Lymphoma occurs when white blood cells known as lymphocytes grow abnormally. There are nearly 70 subtypes of Hodgkin lymphoma and non-Hodgkin lymphoma that have been defined. The type of immunotherapy used varies with the type of lymphoma a patient has and with other health-related factors. The U.S. Food and Drug Administration (FDA) has approved several immunotherapy agents for lymphoma and a range of potential new agents is undergoing clinical testing.
One of the main types of immunotherapy for lymphoma is “naked” monoclonal antibodies, which bind to specific proteins on lymphoma cells. Once affixed, they can destroy the cell themselves or enlist the immune system to do so. In many cases, the monoclonal antibodies are combined with chemotherapy in the treatment regimen.
Another form of immunotherapy for lymphoma is antibody-drug conjugates, in which a monoclonal antibody is attached to a chemotherapy agent. The resulting compound works like a biological smart bomb, carrying the cancer-killing chemotherapy drug directly to tumor cells. One such conjugate, brentuximab vedotin, has been approved for patients with advanced classical Hodgkin lymphoma or anaplastic large cell lymphoma.
Radioimmunotherapy works much as conjugate therapies do, but with radiation in place of chemotherapy.
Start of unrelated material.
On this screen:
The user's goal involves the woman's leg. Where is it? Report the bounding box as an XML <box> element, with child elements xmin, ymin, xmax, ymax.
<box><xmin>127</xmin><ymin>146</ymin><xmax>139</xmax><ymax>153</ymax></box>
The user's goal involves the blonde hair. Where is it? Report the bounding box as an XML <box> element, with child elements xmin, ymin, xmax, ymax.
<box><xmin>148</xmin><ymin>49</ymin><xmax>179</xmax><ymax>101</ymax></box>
By attaching a monoclonal antibody to a radioactive molecule, this technique can deliver a dose of radiation therapy directly to tumor cells. The radioimmunotherapy drug ibrutumomab tiuxetan has been FDA-approved for the treatment of relapsed or resistant, low grade or follicular B-cell lymphoma.
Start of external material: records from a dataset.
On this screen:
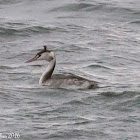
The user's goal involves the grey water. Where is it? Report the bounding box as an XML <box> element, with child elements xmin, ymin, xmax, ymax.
<box><xmin>0</xmin><ymin>0</ymin><xmax>140</xmax><ymax>139</ymax></box>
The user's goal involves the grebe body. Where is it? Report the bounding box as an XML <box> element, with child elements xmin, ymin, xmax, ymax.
<box><xmin>26</xmin><ymin>46</ymin><xmax>97</xmax><ymax>89</ymax></box>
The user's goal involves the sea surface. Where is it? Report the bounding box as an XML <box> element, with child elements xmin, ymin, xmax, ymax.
<box><xmin>0</xmin><ymin>0</ymin><xmax>140</xmax><ymax>139</ymax></box>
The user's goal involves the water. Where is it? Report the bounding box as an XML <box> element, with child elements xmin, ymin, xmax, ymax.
<box><xmin>0</xmin><ymin>0</ymin><xmax>140</xmax><ymax>139</ymax></box>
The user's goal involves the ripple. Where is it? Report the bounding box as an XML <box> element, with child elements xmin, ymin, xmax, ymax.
<box><xmin>0</xmin><ymin>66</ymin><xmax>13</xmax><ymax>70</ymax></box>
<box><xmin>87</xmin><ymin>64</ymin><xmax>111</xmax><ymax>69</ymax></box>
<box><xmin>130</xmin><ymin>20</ymin><xmax>140</xmax><ymax>24</ymax></box>
<box><xmin>51</xmin><ymin>3</ymin><xmax>97</xmax><ymax>12</ymax></box>
<box><xmin>47</xmin><ymin>129</ymin><xmax>107</xmax><ymax>139</ymax></box>
<box><xmin>0</xmin><ymin>26</ymin><xmax>64</xmax><ymax>37</ymax></box>
<box><xmin>64</xmin><ymin>99</ymin><xmax>87</xmax><ymax>105</ymax></box>
<box><xmin>101</xmin><ymin>91</ymin><xmax>140</xmax><ymax>98</ymax></box>
<box><xmin>51</xmin><ymin>2</ymin><xmax>137</xmax><ymax>13</ymax></box>
<box><xmin>0</xmin><ymin>0</ymin><xmax>22</xmax><ymax>5</ymax></box>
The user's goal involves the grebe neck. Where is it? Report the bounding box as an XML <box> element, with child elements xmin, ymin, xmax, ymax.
<box><xmin>39</xmin><ymin>57</ymin><xmax>56</xmax><ymax>85</ymax></box>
Immunomodulatory drugs such as lenalidomide can act in a variety of ways against tumor cells – causing them to die, starving them of nutrients in the blood, and stimulating the immune system. Lenalidomide is used in patients with several types of lymphoma.
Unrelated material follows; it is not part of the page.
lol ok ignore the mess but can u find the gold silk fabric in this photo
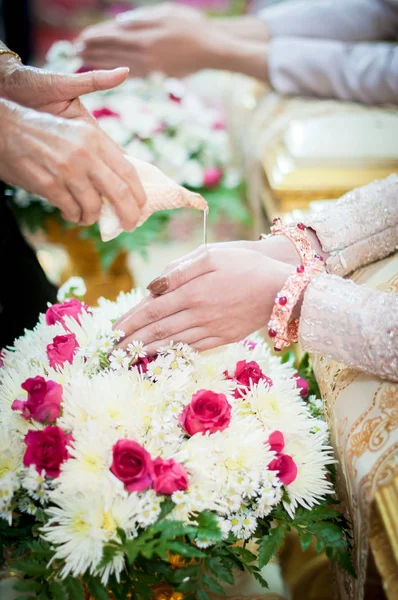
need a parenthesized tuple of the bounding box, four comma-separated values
(312, 252, 398, 600)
Newer immunotherapy drugs known as immune checkpoint inhibitors are designed to unshackle immune system cells from attacking tumor cells. The drugs nivolumab and pembrolizumab are both approved for advanced classical Hodgkin lymphoma.
As of May 2018, CAR T-cell therapy has been approved by the U.S. Food and Drug Administration as standard therapy for some adult patients with aggressive non-Hodgkin lymphoma that has relapsed after prior treatments, or has not responded to other therapies (refractory), and for patients age 25 and under with relapsed or refractory B-cell acute lymphoblastic leukemia. An array of other immunotherapy approaches are also being tested in clinical trials in patients with lymphoma. These include vaccines, which stimulate the immune system to fight the disease.
“Immunotherapy has a long and successful history in the treatment of lymphoma,” says Philippe Armand, MD, PhD, director of Clinical Research in the Lymphoma Program at Dana-Farber. “Today, novel agents such as checkpoint-blocking antibodies and CAR T cells have the potential to revolutionize the way we approach a number of different lymphoma types. Our research group is heavily involved in trying to better understand and define the optimal role of these treatments in the care of patients with lymphoma.”